The efforts of the titular evil geniuses stripped employees of their organizing power, enriched only the richest Americans at the expense of everyone else, and empowered corporations to profit off the exploitation of the Earth, robbing future generations of their environment. Along the way, Andersen argues that America lost its thirst for adventure and stopped seeking the next new thing, which the country had defined itself by for the first two centuries of its existence. As we look at how little has really changed with the way we produce electricity and fuel transportation over the last 100 years, it’s obvious that the stagnation of innovation in key industries is a direct cause of the climate crisis we face today.
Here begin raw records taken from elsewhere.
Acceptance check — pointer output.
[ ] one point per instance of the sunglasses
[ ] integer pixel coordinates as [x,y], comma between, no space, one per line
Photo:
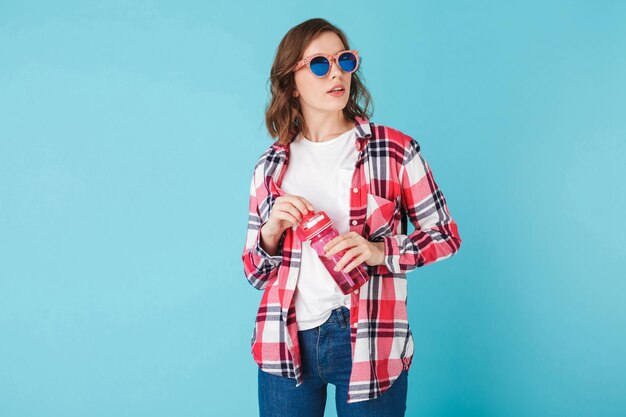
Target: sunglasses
[319,64]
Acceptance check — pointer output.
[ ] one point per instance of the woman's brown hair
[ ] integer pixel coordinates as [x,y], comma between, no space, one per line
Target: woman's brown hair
[283,117]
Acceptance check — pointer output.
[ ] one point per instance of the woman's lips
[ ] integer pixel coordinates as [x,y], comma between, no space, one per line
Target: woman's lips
[336,93]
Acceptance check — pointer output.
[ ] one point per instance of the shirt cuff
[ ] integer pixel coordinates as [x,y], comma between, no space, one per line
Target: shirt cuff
[262,253]
[392,254]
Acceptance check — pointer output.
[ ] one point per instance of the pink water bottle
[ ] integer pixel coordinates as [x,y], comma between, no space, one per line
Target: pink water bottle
[318,227]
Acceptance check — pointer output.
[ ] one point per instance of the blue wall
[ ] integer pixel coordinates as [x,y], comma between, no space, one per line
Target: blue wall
[128,134]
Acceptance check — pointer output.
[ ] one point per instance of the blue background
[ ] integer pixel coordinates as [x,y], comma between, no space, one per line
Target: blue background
[128,136]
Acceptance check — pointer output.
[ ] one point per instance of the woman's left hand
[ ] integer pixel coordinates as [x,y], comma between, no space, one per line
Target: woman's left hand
[372,253]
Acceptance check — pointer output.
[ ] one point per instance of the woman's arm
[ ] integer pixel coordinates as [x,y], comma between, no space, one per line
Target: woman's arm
[260,266]
[436,235]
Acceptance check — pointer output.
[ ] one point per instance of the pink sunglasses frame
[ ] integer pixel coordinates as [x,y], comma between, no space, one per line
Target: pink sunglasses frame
[330,57]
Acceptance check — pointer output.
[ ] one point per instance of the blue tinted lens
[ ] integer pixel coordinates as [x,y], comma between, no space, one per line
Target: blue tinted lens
[347,61]
[319,66]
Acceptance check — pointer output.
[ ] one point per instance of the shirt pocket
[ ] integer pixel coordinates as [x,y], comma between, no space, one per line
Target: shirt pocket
[382,216]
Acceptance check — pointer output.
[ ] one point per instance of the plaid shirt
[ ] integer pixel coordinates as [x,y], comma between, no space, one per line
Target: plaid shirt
[390,178]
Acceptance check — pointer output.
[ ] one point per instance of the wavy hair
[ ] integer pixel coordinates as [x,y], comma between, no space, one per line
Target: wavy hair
[283,116]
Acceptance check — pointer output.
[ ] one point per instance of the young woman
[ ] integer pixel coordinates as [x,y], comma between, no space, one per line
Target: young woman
[329,156]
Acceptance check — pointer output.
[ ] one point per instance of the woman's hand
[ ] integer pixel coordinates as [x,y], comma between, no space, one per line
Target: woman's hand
[372,253]
[286,212]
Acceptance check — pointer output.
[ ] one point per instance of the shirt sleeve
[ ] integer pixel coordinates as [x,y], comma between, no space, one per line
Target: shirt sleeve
[259,266]
[436,235]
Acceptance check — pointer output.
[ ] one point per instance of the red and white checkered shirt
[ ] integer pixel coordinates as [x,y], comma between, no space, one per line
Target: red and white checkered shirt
[390,177]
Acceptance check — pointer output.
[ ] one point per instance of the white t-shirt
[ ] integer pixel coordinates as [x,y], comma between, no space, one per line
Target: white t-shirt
[322,173]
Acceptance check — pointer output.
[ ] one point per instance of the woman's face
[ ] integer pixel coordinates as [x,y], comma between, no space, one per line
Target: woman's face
[313,91]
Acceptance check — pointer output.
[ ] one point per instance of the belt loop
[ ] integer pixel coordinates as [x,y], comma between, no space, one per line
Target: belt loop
[343,320]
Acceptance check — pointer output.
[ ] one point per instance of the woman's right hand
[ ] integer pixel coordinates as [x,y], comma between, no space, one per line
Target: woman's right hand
[287,211]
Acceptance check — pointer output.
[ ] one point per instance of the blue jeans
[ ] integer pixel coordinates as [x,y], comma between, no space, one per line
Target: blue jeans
[326,356]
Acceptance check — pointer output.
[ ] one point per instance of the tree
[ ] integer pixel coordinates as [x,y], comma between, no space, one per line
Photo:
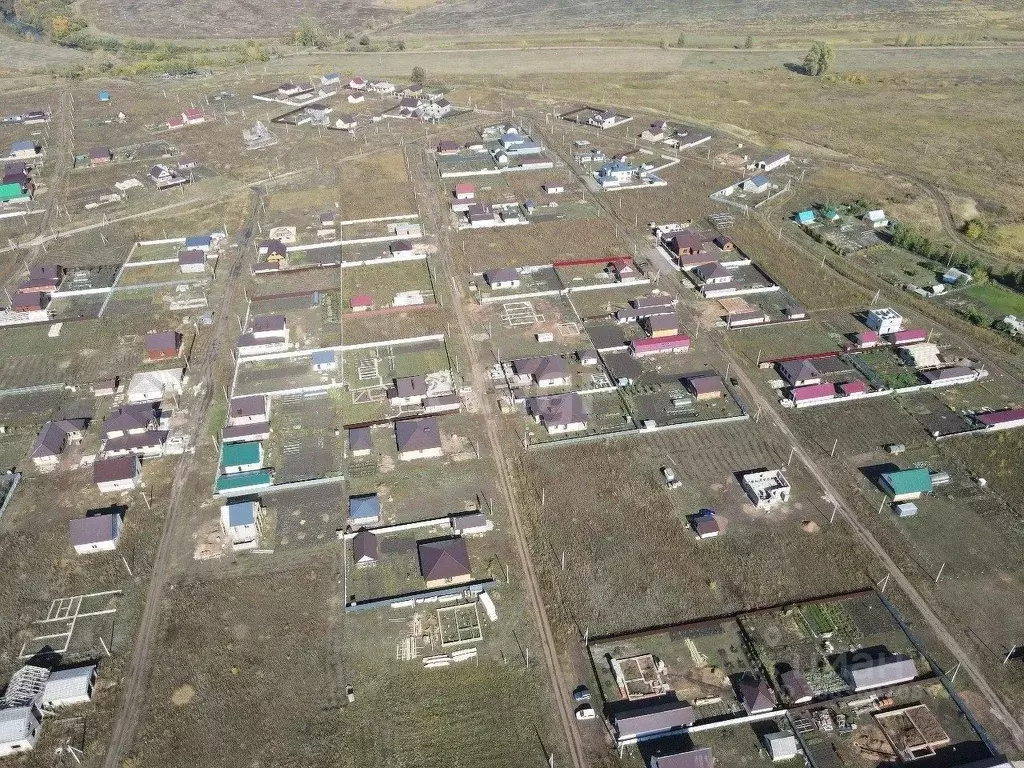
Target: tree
[819,59]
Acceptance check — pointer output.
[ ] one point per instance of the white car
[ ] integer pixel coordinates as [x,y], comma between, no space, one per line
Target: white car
[586,713]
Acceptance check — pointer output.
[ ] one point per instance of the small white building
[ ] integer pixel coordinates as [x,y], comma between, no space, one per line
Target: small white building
[885,321]
[781,745]
[69,687]
[242,523]
[19,728]
[876,219]
[766,489]
[96,532]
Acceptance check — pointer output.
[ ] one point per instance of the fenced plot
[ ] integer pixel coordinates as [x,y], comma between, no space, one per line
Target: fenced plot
[459,624]
[68,611]
[515,313]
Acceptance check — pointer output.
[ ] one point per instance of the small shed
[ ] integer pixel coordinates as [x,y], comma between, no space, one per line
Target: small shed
[324,359]
[364,509]
[68,687]
[780,745]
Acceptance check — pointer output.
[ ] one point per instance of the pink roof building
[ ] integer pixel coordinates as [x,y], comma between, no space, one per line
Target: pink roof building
[643,347]
[853,387]
[911,336]
[813,392]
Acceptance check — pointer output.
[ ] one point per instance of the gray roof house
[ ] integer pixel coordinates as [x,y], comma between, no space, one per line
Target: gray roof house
[418,438]
[876,668]
[651,719]
[364,509]
[365,548]
[799,373]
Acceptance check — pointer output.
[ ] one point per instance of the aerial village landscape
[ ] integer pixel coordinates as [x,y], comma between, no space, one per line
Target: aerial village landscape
[349,418]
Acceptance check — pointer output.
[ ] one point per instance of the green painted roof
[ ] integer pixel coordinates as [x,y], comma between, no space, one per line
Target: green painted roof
[908,481]
[239,454]
[243,480]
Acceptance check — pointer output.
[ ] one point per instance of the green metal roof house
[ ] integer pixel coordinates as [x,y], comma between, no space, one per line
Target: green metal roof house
[241,457]
[242,482]
[12,192]
[907,483]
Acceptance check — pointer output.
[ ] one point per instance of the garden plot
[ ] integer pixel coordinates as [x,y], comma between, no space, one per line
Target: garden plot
[305,440]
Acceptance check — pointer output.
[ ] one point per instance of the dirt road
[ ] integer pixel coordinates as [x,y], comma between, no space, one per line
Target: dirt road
[846,510]
[133,684]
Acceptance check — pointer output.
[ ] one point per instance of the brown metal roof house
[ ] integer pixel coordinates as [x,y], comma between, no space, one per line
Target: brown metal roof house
[444,561]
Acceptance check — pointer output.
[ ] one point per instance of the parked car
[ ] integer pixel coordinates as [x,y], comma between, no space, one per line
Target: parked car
[586,713]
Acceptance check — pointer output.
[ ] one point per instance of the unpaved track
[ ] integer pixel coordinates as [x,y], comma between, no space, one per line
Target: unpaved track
[846,510]
[133,684]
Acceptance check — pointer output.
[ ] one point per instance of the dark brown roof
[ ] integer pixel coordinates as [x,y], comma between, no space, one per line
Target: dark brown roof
[417,434]
[443,558]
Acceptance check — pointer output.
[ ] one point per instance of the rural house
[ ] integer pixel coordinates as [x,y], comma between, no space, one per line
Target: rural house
[53,438]
[242,522]
[251,409]
[241,457]
[649,720]
[800,373]
[96,532]
[706,386]
[781,745]
[418,438]
[117,474]
[161,345]
[549,371]
[366,550]
[906,484]
[875,668]
[409,390]
[444,562]
[756,696]
[559,414]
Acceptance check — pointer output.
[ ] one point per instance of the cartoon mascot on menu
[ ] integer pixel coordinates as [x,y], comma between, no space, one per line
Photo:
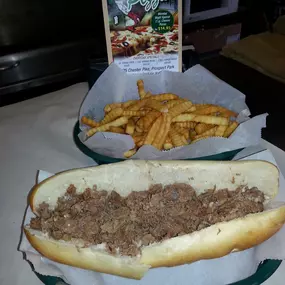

It’s as unnecessary as it is tragic. As we’ve witnessed, combatting the climate crisis only creates new and better jobs, boosts public health, reinvigorates the economy, and strengthens American leadership on the international stage. But combating the climate crisis is bad for one industry, the fossil fuel industry, and the Koch Brothers’ outsized influence over the Republican Party kept the GOP from doing anything to hurt the industry that made the Kochs billionaires.
COVID-19 has killed over 200,000 Americans. The west and southern coasts are devastated by climate-induced disasters. American wealth inequality is at Great Depression levels. Andersen expects 2020 to be an inflection point in American history. No matter what happens next, people will look back and see our current moment as one that defines the next or possibly final chapter of America. Americans must fight back against the oppression placed upon them by big business and once again seek a new America, one with a brighter future for all Americans. But big business will not go down without a fight, because the one thing they’d hate more than anything would be the loss of complete control over the American people.